Objectives.Bosutinib is a second-generation tyrosine kinase inhibitor (TKI) indicated for patients with previously treated Philadelphia chromosome positive chronic myeloid leukaemia (CML) when imatinib, nilotinib and dasatinib are not appropriate. Data describing the use of bosutinib in patients with CML in the real world clinical setting are limited. The objective of this study was to describe the efficacy and safety of bosutinib in patients with CML used under routine clinical practice.

Methods.An international, multi-centre, retrospective, non-interventional study in hospitals in the UK (n=7) and the Netherlands (n=2). Fifty-three patients (32 [60%] male) with CML, aged ≥18 years at bosutinib initiation and with ≥3 months data available post-initiation were recruited. Surviving patients provided written informed consent for data collection; data from deceased patients were collected by a member of the direct care team to preserve confidentiality. Data were analysed using descriptive statistics with no imputation of missing values (denominators presented where data are missing).

Results.Median age at bosutinib initiation was 63.6 (range: 25.5 to 90.1) years; median time from CML diagnosis to bosutinib initiation was 7.1 (range: 0.5 to 35.7) years; 74% (39/53) of patients had one or more co-morbidities at initiation. Bosutinib was 3rd-line TKI in 32% (17/53) of patients and 4th-line TKI in 53% (28/53) of patients. Fifty-seven percent (30/53) of patients switched to bosutinib due to intolerance and 26% (14/53) due to resistance to a previous TKI. The most common bosutinib starting dose was 300 mg/day (28% [15/53] of patients). Median bosutinib treatment duration was 15.6 (range: 0.4 to 66.0) months. The proportions of patients with cumulative complete cytogenetic response (CCyR), major molecular response (MMR), molecular response 4.0 (MR4.0) and molecular response 4.5 (MR4.5) with bosutinib were 62%, 54%, 34% and 26%, respectively (see figure).
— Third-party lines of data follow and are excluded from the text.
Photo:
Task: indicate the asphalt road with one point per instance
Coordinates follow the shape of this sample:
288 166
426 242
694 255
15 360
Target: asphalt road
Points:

At data collection (median follow-up 25.1 [range: 3.0 to 66.0] months), 38% (20/53) of patients had discontinued bosutinib; 2% (1/53) discontinued due to progression, 8% (4/53) due to treatment failure, 15% (8/53) due to adverse events (AE), 6% (3/53) due to loss of response, and 4% (2/53) due to patient request. Ninety-two percent (49/53) of patients experienced ≥1 AE, most commonly diarrhoea (55% [29/53] of patients); 26% (14/53) of patients had grade 3/4 AEs (diarrhoea grade 3/4: 4% [2/53] of patients).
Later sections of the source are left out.